There are certain basic views shared by all Federal Visionists. Here is the FV system in a nutshell:

As has been noted, the FV teaches a two-level theology. On one level, there is the eternal, unconditional decree. On the level of history, in the administration of the covenant, however, things are different.

In their covenant theology, in baptism, all the benefits of the order of salvation are said to be conditionally, temporarily conferred to the baptized. Thus, baptized persons are, by virtue of the baptism, conditionally elect, justified, united to Christ, adopted etc. To retain those benefits the baptized person must "do their part," i.e., they must cooperate with the grace given them in baptism. Thus, they teach the Remonstrant view of apostasy (compare the FV Profession of 2007 with the Fifth Point of the Remonstrants. The similarity is remarkable). 

Thus, when they speak about the eternal, unconditional decree, they sound like the orthodox. When, however, they speak about the administration of the covenant, they sound like Arminians. The FV system is, in fact, a system of covenantal Arminianism. It is covenantal moralism, it is covenantal nomism: in by (baptismal) grace, stay by faithfulness. This is the system of Norman Shepherd and it is also quite like the system of the medieval church, which system was utterly rejected by the Protestant Reformers as contrary to the Word of God and a corruption of and contrary to the gospel.

This is why several of the NAPARC churches, since 2007, have rejected the FV as contrary to the Reformed faith. 

Here are some resources:

For Those Just Tuning In: What is the FV?
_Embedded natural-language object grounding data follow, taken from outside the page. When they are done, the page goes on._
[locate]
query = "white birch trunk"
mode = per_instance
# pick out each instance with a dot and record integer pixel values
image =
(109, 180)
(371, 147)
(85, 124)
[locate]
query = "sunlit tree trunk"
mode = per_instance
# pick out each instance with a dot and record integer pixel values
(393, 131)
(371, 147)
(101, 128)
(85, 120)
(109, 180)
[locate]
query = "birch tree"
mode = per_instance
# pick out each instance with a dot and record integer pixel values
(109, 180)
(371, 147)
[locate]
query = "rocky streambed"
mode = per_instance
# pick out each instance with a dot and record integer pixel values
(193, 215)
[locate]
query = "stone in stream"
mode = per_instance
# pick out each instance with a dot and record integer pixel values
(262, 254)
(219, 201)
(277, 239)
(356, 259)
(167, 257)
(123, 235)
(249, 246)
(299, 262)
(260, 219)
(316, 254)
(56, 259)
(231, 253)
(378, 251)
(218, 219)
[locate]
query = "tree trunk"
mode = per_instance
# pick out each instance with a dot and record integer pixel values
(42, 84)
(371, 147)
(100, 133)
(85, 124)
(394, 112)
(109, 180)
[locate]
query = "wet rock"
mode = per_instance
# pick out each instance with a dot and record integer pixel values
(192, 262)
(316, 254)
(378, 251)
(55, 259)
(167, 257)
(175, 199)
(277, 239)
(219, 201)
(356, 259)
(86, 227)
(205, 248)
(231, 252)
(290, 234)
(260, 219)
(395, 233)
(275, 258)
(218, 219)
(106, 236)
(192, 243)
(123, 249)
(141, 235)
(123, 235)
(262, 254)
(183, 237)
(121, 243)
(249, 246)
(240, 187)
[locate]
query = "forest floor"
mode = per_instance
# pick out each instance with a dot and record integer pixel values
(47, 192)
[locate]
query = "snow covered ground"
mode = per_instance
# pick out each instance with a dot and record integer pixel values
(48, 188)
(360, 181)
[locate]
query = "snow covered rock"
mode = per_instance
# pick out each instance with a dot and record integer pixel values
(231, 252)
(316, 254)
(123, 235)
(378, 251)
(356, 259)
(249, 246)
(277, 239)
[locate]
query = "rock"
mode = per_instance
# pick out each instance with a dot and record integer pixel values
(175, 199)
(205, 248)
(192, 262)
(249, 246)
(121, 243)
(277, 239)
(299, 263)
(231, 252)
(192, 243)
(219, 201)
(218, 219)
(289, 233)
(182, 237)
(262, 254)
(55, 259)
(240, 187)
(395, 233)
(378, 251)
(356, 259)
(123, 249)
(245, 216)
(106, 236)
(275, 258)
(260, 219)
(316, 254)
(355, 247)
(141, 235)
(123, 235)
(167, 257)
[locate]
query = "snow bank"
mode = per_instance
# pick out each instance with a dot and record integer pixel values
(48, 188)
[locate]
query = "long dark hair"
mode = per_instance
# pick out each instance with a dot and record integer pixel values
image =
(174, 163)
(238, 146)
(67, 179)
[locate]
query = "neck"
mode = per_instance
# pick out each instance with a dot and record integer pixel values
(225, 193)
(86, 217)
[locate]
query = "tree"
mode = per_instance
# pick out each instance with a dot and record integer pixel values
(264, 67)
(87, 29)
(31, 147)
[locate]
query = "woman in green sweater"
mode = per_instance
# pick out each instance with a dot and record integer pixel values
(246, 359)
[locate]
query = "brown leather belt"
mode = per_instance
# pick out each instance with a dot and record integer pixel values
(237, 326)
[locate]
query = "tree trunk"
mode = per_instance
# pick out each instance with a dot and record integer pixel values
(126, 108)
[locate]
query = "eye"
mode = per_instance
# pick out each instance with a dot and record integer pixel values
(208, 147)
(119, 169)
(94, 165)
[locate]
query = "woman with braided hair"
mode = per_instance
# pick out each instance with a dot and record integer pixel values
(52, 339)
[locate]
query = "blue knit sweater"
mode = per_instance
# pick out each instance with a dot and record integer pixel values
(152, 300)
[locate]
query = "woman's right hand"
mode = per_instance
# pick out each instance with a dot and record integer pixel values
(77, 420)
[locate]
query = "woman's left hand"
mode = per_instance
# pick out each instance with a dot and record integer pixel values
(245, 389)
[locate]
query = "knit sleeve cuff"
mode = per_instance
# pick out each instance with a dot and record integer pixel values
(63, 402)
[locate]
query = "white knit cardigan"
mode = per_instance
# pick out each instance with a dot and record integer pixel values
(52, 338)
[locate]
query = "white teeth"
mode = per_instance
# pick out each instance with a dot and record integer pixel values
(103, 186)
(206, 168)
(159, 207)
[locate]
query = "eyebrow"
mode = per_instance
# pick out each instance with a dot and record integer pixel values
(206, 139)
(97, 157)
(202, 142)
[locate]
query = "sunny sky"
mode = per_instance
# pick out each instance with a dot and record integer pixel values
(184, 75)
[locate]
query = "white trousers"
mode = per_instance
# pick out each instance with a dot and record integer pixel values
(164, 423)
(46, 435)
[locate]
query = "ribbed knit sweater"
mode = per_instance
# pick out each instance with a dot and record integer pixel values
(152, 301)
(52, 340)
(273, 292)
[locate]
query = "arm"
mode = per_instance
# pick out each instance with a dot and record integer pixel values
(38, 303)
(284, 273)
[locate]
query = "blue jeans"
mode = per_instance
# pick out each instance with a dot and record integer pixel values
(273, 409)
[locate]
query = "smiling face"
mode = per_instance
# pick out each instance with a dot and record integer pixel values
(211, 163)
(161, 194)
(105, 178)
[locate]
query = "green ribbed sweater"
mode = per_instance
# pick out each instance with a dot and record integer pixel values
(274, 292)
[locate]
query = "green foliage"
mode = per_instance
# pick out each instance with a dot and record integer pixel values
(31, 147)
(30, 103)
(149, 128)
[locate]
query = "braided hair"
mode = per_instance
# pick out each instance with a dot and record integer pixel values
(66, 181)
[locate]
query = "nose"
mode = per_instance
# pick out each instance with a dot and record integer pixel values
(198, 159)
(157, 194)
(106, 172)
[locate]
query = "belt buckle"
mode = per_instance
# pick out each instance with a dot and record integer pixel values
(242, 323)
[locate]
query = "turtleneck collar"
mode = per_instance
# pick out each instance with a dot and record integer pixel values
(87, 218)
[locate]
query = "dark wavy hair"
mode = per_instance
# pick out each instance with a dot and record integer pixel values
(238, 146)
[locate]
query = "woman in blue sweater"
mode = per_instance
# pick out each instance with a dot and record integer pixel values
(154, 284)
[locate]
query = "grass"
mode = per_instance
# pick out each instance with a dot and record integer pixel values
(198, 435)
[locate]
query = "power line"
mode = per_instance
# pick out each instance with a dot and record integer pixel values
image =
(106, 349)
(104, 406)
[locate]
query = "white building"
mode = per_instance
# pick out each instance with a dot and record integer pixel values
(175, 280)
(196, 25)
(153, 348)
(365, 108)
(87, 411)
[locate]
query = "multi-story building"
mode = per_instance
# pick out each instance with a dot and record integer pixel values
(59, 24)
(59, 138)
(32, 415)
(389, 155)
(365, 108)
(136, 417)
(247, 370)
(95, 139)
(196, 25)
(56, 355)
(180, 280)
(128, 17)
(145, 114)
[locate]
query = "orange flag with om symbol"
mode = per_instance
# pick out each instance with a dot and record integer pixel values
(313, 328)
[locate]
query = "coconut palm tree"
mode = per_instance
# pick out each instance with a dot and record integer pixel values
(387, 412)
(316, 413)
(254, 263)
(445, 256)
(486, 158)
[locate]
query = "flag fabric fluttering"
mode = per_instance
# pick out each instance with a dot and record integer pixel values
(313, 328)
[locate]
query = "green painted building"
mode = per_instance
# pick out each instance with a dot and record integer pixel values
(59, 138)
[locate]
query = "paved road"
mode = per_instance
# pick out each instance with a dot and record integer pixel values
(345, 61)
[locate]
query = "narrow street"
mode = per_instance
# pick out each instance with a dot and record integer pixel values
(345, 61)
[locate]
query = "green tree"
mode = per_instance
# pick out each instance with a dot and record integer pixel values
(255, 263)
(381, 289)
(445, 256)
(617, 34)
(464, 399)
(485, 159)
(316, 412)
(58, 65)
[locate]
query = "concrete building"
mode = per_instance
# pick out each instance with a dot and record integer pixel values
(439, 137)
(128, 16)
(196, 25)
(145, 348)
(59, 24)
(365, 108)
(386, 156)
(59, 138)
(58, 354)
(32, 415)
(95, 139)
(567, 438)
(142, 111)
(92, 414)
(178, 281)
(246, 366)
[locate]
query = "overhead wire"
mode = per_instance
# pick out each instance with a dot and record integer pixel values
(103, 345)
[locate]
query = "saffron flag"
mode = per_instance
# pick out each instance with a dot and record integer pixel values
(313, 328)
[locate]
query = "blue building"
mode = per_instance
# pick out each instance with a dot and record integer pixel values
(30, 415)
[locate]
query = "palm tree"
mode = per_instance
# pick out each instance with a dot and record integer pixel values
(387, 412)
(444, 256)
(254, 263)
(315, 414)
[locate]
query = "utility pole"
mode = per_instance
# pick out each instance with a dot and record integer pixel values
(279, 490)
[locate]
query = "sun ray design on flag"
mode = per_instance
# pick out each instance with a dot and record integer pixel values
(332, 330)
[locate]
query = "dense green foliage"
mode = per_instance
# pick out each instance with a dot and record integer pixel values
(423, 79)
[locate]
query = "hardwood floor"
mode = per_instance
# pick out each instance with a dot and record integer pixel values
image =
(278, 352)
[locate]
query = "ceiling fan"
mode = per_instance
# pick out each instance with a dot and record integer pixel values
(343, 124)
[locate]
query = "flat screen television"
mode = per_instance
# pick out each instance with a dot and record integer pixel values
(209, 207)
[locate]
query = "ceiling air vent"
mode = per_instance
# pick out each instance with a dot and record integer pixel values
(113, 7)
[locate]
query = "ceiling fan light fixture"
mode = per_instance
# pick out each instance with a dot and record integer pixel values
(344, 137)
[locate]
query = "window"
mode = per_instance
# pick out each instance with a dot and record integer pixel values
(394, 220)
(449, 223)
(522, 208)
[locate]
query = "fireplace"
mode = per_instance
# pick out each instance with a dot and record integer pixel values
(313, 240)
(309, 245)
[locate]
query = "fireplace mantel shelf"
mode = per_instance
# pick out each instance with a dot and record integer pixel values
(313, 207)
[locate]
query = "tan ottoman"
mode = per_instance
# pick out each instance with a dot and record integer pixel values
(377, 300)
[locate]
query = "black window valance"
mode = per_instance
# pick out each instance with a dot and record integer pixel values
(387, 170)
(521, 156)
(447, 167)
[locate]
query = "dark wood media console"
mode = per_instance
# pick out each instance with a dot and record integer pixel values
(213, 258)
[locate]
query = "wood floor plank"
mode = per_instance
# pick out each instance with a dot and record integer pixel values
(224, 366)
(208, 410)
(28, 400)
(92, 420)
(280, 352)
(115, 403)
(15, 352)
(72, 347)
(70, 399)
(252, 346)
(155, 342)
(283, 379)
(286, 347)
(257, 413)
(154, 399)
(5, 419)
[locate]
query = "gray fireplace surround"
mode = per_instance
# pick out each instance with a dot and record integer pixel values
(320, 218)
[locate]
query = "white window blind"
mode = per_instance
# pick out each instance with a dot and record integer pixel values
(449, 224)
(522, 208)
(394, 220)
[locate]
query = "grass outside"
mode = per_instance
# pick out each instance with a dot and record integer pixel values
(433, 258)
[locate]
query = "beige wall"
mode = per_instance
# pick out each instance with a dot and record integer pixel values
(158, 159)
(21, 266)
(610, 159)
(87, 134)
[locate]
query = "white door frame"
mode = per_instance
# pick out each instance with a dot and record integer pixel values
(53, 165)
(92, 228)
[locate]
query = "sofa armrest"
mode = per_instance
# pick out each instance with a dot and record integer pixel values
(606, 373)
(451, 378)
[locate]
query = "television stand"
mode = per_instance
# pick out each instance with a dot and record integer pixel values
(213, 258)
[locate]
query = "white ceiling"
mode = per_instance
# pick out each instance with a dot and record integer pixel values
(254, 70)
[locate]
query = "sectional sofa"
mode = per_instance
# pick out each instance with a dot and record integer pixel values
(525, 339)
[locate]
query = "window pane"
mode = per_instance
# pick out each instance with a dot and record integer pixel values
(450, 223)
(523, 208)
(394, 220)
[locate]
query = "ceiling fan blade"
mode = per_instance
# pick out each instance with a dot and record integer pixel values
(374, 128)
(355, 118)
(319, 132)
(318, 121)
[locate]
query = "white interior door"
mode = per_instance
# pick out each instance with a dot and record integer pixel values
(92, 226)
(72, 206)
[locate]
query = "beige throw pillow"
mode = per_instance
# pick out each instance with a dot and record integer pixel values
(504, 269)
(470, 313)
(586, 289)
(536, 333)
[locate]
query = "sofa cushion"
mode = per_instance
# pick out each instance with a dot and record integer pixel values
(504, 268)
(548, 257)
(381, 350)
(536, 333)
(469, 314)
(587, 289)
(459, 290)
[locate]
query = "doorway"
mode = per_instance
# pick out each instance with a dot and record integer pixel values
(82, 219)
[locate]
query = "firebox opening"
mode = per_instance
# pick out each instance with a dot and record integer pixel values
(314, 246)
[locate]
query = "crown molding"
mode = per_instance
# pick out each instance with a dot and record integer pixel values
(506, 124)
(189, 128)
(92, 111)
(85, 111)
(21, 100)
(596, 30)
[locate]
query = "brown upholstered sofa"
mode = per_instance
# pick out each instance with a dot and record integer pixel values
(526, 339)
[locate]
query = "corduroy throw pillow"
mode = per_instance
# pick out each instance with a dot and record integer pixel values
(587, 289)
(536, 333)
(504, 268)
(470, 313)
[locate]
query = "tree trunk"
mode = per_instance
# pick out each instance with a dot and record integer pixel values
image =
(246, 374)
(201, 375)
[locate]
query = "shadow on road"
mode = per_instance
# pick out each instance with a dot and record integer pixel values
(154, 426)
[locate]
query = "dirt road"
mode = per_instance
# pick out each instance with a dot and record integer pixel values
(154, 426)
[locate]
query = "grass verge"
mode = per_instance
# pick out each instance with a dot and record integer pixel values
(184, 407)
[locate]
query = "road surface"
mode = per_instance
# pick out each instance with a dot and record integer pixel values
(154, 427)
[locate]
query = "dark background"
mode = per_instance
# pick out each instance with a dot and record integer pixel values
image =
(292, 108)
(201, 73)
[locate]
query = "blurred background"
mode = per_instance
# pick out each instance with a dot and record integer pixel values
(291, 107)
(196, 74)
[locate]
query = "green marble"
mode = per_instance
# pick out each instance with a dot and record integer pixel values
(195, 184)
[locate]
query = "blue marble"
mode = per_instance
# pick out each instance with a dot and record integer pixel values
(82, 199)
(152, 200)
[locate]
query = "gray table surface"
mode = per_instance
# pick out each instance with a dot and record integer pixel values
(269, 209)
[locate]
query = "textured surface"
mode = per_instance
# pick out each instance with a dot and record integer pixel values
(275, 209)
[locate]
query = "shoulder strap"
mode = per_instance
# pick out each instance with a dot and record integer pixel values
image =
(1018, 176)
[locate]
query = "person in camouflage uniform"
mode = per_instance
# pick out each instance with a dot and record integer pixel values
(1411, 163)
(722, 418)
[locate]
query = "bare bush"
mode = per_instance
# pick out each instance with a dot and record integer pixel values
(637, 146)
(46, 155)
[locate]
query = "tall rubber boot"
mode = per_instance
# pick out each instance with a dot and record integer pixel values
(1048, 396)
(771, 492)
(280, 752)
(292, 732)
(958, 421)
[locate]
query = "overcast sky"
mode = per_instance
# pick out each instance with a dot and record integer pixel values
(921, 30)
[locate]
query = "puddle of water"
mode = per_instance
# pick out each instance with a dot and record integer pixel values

Baptism and the Benefits of Christ

An HB FV Resource Page

http://heidelblog.net/2013/04/federal-vision-audio

_Covenant, Justification, and Pastoral Ministry_ e-book

Three Ways of Relating to the One Covenant of Grace

More FV Resources on the HB

My interview with Guy Waters on the FV

My interview with Lane Keister on the FV

FV Resources on rscottclark.org


----------



## RamistThomist (May 11, 2013)

R. Scott Clark said:


> Weston Stoler said:
> 
> 
> > Would you say that FV is against the Gospel? Why or why not.
> ...



I actually listened to your interview with Dr Waters today before I read your post. Thanks for bringing up the Remonstrants. I read Muller's article on Arminius yesterday and saw a lot of parallels. Even when I was sympathetic to some FV guys, when I read Leithart's book on baptism and apostasy, I couldn't escape the fact that there was no way he could reconcile his views with Westminster.


----------



## SeanPatrickCornell (May 11, 2013)

Sounds to me that the FV standpoint is actually a subtle "return to Rome" in a way, as regards justification.


----------



## Hamalas (May 11, 2013)

I'll put it this way, I think my Anglo-Catholic (and just flat out Catholic) friends would like me alot better if I was a FV guy.


----------